This is a set of tools that could be useful when demultiplexing a FASTQ.
The only requirement is Python 3.
This script counts the frequency of all the barcodes present in the FASTQ file.
The input is one FASTQ file provided as file or from standard input ("-").
The output is a tab separated list of barcodes and their count.

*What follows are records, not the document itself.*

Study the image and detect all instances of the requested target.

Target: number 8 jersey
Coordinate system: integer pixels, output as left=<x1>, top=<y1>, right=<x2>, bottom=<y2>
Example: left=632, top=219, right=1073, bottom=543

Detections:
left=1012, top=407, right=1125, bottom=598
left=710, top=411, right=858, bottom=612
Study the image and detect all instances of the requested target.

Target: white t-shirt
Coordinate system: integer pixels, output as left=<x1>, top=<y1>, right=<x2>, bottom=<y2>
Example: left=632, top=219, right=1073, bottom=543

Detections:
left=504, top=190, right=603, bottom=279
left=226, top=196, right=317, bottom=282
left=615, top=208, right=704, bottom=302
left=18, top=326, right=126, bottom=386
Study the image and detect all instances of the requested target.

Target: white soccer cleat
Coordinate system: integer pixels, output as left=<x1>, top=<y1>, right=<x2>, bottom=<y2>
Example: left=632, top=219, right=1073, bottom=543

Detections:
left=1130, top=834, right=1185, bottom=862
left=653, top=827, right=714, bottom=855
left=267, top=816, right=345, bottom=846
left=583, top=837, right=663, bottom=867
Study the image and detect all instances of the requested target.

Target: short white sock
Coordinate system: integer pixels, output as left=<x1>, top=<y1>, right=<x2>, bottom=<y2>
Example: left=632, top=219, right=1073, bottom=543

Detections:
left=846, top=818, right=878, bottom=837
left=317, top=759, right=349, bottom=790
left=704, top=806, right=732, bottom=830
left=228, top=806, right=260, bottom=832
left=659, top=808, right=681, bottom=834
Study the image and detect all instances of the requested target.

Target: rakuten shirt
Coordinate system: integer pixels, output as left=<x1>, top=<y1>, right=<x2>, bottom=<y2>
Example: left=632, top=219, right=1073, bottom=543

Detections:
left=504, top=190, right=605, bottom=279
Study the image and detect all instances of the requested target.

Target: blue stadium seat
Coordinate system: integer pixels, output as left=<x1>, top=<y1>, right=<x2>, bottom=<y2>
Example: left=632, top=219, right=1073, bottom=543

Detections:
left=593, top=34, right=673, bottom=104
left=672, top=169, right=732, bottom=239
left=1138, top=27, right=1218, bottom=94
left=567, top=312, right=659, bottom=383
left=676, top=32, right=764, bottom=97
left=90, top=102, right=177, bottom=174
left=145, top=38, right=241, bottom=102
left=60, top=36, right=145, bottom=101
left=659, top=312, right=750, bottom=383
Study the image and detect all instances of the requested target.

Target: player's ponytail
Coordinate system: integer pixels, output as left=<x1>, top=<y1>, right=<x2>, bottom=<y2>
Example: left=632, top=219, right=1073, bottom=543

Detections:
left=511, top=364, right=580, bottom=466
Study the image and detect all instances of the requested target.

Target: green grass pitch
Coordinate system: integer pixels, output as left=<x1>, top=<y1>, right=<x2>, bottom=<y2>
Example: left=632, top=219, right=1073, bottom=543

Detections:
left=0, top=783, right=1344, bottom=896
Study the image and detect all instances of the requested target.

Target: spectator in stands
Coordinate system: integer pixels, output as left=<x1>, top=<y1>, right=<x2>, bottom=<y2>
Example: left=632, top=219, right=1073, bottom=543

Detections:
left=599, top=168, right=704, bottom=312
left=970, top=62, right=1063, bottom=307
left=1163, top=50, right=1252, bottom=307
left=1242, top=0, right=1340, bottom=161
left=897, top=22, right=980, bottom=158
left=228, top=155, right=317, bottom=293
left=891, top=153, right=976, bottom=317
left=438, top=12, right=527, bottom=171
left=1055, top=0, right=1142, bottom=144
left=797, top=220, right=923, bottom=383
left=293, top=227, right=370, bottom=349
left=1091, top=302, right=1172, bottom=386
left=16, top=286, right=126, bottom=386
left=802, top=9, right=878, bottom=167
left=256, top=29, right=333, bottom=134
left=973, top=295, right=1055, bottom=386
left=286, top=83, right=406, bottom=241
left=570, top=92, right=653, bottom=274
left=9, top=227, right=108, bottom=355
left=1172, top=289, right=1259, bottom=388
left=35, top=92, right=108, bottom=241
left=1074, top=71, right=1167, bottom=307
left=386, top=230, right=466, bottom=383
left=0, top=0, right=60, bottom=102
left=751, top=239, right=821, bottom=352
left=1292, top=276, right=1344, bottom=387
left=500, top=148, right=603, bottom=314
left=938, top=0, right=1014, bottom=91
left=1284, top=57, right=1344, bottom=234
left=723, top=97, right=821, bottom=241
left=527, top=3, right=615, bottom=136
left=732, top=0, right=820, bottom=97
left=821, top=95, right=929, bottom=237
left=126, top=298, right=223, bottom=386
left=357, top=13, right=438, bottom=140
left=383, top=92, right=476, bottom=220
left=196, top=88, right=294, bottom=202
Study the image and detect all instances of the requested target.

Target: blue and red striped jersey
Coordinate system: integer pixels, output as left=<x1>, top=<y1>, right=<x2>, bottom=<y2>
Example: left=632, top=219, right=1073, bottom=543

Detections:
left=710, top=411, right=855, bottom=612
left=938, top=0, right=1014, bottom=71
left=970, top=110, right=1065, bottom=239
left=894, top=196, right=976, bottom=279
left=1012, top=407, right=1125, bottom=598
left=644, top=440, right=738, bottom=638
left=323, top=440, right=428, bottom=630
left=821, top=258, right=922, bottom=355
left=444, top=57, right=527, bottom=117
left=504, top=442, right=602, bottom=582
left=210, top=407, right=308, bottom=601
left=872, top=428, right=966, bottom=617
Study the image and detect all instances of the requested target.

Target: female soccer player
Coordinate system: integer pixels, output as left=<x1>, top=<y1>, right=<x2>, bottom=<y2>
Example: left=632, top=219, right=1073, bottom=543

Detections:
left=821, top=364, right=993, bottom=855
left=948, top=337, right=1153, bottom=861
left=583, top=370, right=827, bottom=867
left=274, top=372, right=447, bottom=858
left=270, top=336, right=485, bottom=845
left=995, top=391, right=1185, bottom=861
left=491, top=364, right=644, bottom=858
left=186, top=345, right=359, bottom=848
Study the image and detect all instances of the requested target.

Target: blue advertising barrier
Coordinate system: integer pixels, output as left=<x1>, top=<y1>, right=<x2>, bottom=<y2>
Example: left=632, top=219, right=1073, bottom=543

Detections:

# Input directly from file
./barcode_counter.py a_fastq_file.fastq.gz > barcode_counts.tsv
# Input from decompressed standard input
pigz -p 8 -d -c a_fastq_file.fastq.gz | ./barcode_counter.py - > barcode_counts.tsv
This script extracts only the reads that have the specified barcodes.
usage: barcode_extractor.py [-h] [-z] [-x OUTPUT_SUFFIX] -i FASTQS
[FASTQS ...] -b BARCODES [BARCODES ...]
optional arguments:
-h, --help show this help message and exit
-z, --compressed Output is compressed. Much slower!

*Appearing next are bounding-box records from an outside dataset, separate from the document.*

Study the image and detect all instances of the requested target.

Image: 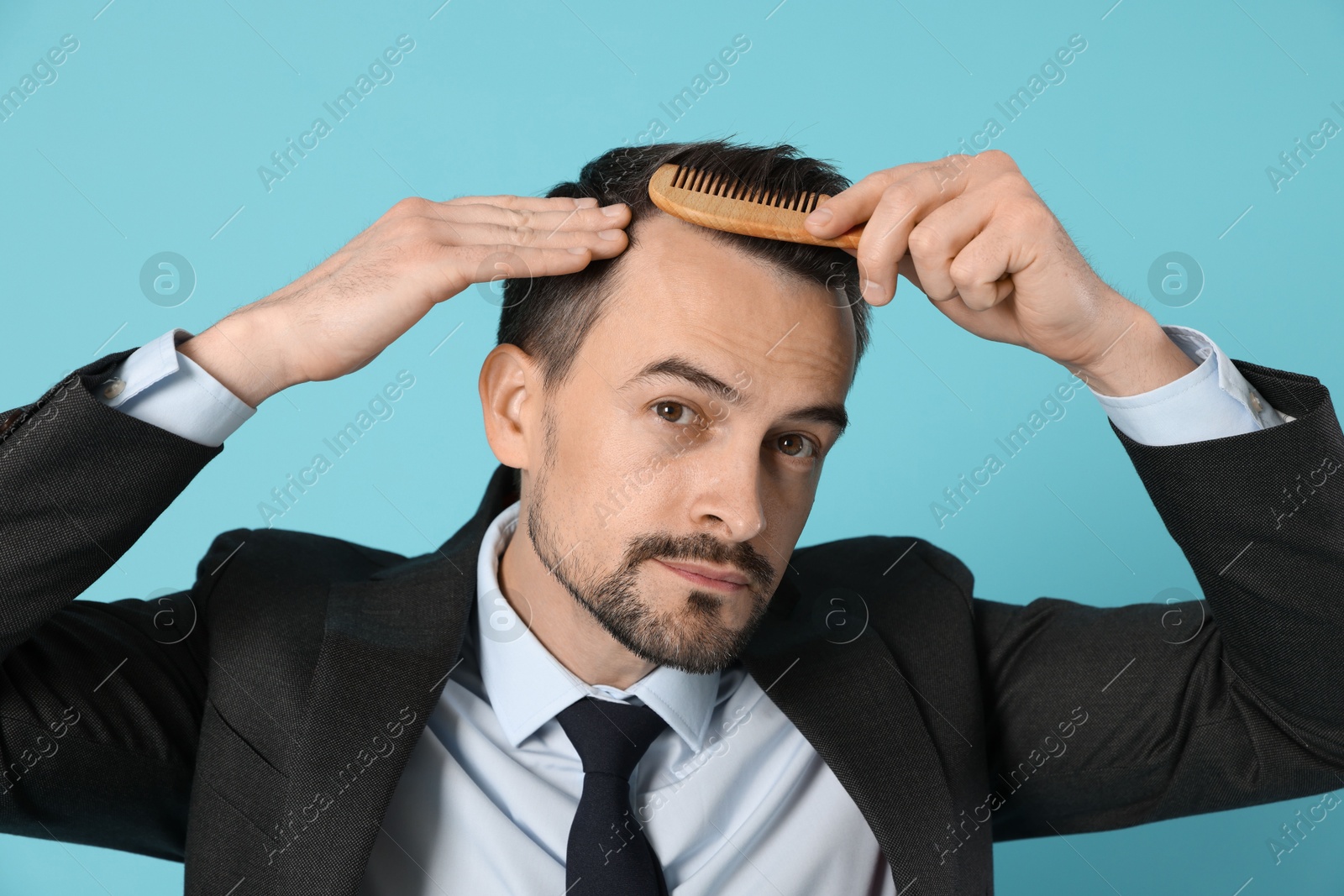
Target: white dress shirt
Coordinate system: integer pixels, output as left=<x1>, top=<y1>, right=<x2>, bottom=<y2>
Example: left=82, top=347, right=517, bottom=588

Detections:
left=101, top=327, right=1293, bottom=896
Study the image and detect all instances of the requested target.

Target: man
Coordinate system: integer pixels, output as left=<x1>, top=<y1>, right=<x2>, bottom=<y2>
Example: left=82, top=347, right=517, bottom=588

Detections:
left=0, top=143, right=1344, bottom=896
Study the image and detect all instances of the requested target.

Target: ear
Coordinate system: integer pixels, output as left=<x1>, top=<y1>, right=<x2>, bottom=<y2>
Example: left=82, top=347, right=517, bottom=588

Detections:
left=477, top=343, right=542, bottom=470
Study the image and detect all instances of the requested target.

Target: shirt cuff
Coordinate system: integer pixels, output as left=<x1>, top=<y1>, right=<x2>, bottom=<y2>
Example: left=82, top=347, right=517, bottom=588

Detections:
left=1089, top=327, right=1295, bottom=445
left=94, top=327, right=257, bottom=448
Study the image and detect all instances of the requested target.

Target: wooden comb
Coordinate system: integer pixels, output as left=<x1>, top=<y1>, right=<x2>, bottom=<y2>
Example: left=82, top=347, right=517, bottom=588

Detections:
left=649, top=163, right=863, bottom=249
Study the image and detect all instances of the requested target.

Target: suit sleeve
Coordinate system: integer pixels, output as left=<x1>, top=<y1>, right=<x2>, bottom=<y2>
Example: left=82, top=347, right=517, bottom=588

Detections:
left=0, top=351, right=235, bottom=860
left=973, top=361, right=1344, bottom=840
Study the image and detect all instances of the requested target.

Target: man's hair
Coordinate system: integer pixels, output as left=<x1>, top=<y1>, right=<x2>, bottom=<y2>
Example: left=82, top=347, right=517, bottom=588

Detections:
left=499, top=139, right=869, bottom=392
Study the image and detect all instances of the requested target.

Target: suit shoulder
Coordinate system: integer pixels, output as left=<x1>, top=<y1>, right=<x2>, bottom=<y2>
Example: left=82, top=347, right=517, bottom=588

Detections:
left=795, top=535, right=974, bottom=605
left=197, top=529, right=406, bottom=583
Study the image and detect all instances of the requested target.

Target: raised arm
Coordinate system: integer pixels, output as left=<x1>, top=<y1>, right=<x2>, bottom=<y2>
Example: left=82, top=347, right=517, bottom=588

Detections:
left=0, top=196, right=629, bottom=858
left=974, top=363, right=1344, bottom=840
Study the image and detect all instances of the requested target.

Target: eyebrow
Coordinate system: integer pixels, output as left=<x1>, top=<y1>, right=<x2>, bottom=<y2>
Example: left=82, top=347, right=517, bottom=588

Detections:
left=618, top=354, right=849, bottom=439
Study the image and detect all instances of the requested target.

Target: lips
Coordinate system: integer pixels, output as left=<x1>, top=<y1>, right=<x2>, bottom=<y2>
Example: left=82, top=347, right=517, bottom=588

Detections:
left=659, top=560, right=748, bottom=587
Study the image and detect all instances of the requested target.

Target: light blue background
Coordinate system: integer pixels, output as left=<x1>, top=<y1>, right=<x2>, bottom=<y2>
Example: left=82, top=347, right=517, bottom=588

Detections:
left=0, top=0, right=1344, bottom=896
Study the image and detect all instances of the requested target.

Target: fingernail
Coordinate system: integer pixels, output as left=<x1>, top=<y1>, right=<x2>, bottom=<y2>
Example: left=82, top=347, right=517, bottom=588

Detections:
left=805, top=208, right=833, bottom=227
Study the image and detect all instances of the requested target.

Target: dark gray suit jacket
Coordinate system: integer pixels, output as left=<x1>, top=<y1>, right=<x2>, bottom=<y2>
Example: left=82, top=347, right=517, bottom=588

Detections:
left=0, top=351, right=1344, bottom=896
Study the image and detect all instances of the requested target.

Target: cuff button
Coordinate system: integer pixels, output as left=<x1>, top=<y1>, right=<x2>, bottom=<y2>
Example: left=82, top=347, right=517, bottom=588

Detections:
left=102, top=376, right=126, bottom=398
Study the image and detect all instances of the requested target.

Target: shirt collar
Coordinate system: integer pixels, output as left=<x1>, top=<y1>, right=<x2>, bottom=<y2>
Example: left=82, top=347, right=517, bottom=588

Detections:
left=475, top=501, right=719, bottom=752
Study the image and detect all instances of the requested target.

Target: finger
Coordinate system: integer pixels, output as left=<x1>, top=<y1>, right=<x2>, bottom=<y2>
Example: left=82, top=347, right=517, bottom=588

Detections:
left=417, top=217, right=629, bottom=258
left=439, top=193, right=596, bottom=211
left=907, top=191, right=997, bottom=301
left=949, top=222, right=1013, bottom=312
left=444, top=203, right=630, bottom=233
left=804, top=156, right=969, bottom=238
left=858, top=165, right=995, bottom=305
left=433, top=244, right=610, bottom=301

-x OUTPUT_SUFFIX, --suffix OUTPUT_SUFFIX
Output suffix to be appended to all fastq file names.
Default: '_demuxed'.
-i FASTQS [FASTQS ...], --fastqs FASTQS [FASTQS ...]
The path to the fastq files to be demultiplexed.

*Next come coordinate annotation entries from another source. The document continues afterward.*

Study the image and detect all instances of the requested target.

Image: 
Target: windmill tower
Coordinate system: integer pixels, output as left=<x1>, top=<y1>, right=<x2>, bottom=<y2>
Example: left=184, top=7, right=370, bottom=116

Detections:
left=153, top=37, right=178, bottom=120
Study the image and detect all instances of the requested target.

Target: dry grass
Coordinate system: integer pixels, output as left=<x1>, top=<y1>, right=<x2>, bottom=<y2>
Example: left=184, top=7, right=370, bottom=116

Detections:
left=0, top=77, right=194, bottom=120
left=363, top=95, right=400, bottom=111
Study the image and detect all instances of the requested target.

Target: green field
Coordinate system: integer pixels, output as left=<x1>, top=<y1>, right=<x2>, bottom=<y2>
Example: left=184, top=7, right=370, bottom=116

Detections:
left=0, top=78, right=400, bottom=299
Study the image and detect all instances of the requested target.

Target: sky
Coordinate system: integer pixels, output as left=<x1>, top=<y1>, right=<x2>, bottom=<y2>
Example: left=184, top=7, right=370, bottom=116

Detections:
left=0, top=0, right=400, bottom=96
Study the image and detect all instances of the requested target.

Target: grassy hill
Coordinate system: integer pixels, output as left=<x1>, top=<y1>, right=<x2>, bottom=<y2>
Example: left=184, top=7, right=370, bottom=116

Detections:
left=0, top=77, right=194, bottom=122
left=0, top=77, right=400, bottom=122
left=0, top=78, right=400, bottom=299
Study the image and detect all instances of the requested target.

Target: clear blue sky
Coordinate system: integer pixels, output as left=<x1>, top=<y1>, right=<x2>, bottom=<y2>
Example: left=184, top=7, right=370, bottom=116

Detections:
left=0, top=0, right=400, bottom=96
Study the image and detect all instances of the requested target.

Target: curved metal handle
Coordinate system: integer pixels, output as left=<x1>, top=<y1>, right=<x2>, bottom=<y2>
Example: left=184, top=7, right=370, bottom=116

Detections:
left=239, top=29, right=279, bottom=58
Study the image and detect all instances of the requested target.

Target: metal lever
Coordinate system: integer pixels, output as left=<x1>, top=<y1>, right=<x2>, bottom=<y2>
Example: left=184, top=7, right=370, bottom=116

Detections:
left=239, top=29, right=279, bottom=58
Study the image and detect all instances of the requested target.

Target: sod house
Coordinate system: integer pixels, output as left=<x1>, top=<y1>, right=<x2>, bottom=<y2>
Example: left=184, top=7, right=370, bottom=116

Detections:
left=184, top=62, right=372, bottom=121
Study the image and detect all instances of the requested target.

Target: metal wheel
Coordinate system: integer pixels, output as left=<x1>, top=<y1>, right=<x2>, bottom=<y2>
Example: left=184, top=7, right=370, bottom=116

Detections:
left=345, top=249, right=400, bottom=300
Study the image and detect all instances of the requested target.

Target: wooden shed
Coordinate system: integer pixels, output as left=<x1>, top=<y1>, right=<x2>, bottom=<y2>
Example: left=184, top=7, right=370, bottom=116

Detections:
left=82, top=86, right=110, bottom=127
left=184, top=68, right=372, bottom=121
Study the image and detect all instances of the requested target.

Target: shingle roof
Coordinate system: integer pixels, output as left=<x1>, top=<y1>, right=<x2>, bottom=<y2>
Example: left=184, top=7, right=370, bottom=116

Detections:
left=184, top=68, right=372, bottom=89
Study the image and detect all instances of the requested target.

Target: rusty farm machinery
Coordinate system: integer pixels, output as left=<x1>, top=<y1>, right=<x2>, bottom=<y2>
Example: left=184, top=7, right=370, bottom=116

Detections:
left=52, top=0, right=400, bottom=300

-b BARCODES [BARCODES ...], --barcodes BARCODES [BARCODES ...]
The set of barcodes that need to be extracted from
each fastq file.
The input is a list of FASTQ files and one or more barcodes that will be extracted in one single file.
The output are FASTQ files that contain only the correctly barcoded reads.
# Extracting reads with barcode ACGTACGT from 4 fastq files
./barcode_extractor.py -i FQ1 FQ2 FQ3 FQ4 -b ACGTACGT
# Extracting reads with barcodes ACGTACGT, NCGTACGT from 2 fastq file with an output prefix of "_filtered"
./barcode_extractor.py -x _filtered -i FQ1 FQ2 -b ACGTACGT NCGTACGT
# Extracting reads with barcode ACGTACGT from 2 fastq files with compressed output. Note: significantly slower
./barcode_extractor.py -z -i FQ1 FQ2 -b ACGTACGT